Several justices asked questions beyond the law during oral arguments, seeking detailed answers about medical procedures and practices related to reproductive care and mifepristone, one of two drugs used in medication abortion.

Justice Ketanji Brown Jackson sought more information on how often doctors might need to perform emergency procedures for a patient who had taken drugs for a medication abortion, even if the physicians object to abortion.

“It’s my understanding that sometimes, the completion, it doesn’t involve surgical intervention. Do you have a sense of how often?” the liberal justice asked.

Jackson also asked Erin Hawley, an attorney representing the abortion pill’s challengers, how close a doctor might need to be to a procedure they object to in order to be “complicit.”

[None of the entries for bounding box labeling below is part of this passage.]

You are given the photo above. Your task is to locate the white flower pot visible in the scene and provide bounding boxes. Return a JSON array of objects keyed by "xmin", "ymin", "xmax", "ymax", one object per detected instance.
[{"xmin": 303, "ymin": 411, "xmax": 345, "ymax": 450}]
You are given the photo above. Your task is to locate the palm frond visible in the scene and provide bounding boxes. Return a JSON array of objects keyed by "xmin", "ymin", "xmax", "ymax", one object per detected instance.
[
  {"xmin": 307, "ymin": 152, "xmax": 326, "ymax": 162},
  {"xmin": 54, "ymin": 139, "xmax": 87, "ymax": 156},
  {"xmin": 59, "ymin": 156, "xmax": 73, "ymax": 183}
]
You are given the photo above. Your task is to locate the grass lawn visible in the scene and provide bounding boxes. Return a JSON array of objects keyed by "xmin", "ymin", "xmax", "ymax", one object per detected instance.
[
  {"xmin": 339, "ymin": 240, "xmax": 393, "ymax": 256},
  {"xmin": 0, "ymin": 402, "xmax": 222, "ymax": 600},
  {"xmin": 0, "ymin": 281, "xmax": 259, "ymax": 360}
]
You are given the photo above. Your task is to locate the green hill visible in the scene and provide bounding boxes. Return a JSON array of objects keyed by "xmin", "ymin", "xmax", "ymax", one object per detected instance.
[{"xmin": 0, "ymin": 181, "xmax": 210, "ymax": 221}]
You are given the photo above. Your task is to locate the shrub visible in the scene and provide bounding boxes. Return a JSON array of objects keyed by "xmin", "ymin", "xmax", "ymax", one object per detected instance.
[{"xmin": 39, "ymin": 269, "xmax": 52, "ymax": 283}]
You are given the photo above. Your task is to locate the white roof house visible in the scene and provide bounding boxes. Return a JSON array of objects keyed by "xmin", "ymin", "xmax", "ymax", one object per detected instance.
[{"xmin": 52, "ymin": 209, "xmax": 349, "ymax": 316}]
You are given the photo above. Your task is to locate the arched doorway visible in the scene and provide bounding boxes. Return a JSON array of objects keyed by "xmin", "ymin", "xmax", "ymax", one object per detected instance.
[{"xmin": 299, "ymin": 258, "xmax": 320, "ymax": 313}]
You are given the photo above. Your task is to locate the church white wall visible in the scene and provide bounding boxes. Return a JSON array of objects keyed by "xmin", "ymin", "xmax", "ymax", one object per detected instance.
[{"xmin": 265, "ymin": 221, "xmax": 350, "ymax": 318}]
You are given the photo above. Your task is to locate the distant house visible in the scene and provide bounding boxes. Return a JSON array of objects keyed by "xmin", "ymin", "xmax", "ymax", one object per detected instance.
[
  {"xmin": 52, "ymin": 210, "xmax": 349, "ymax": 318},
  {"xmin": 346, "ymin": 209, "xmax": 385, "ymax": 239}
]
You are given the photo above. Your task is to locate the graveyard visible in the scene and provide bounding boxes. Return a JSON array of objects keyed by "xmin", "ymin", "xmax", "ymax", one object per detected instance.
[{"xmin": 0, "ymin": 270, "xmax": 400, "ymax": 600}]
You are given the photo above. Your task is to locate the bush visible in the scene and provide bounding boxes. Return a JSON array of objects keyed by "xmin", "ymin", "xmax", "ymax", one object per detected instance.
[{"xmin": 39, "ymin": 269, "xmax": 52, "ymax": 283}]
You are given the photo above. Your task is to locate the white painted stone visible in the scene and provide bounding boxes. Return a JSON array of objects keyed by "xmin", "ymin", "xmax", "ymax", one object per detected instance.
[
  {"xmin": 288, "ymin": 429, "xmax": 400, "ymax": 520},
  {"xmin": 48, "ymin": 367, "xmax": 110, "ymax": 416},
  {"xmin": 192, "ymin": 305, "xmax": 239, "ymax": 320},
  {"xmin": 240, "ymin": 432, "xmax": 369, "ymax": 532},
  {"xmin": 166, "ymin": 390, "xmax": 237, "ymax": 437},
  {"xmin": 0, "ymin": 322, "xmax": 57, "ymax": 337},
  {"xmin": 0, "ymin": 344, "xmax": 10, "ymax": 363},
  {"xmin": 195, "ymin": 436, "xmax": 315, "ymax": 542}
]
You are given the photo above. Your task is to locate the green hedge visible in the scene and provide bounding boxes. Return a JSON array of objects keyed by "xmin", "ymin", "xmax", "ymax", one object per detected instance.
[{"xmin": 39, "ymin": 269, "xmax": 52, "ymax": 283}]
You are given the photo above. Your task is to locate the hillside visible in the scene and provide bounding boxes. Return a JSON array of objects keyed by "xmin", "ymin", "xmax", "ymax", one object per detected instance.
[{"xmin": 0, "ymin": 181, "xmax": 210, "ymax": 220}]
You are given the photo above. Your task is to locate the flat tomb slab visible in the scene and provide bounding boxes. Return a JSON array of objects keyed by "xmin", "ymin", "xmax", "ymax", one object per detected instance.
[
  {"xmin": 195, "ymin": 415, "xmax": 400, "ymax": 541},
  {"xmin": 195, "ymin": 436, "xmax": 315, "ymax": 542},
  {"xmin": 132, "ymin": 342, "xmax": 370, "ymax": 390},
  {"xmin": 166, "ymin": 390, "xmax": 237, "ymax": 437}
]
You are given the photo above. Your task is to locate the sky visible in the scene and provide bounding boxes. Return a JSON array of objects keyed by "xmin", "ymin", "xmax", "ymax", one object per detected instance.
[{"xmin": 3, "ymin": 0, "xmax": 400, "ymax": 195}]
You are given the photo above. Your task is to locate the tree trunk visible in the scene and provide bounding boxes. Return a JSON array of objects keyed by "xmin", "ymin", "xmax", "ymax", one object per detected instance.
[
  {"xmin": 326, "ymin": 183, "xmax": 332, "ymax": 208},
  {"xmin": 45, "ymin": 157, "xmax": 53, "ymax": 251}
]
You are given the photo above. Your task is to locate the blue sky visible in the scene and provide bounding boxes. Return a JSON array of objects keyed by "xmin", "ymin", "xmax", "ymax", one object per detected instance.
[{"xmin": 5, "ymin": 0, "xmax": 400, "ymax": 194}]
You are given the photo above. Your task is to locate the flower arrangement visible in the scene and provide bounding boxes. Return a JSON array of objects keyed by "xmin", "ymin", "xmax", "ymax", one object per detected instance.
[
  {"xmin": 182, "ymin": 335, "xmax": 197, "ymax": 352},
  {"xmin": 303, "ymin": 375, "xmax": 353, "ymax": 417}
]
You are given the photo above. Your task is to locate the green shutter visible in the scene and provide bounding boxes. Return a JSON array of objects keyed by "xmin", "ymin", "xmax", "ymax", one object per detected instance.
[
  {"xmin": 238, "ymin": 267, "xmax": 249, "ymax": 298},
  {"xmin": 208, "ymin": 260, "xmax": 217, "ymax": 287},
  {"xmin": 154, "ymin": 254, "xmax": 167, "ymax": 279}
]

“Like I — I work in the emergency room and this is going on? I’m handing them a water bottle? I’m — like, what do you mean complicit in the process?” Jackson asked.

At another point, conservative Justice Amy Coney Barrett asked about a dilation and curettage, or D&C, the procedure to remove tissue from the uterus, and noted it did not necessarily mean that a doctor was removing a living embryo, since a D&C can happen after a miscarriage. She also asked specific medical questions about the need for tissue to be removed if an abortion wasn’t complete after a medication.

Barrett also pressed whether the elimination of in-person visits to provide mifepristone — a step the FDA ended in 2023 — would “lead to mistakes in gestational aging, which could increase the need for a D&C or the amount of bleeding.”

Medication abortion is available only through the first 10 weeks of pregnancy. Under current regulations, while a person does not need to see a provider in person to receive drugs for a medication abortion, providers still must be available to assess gestational age and whether someone may have an ectopic pregnancy. Most medication abortions occur without an ultrasound.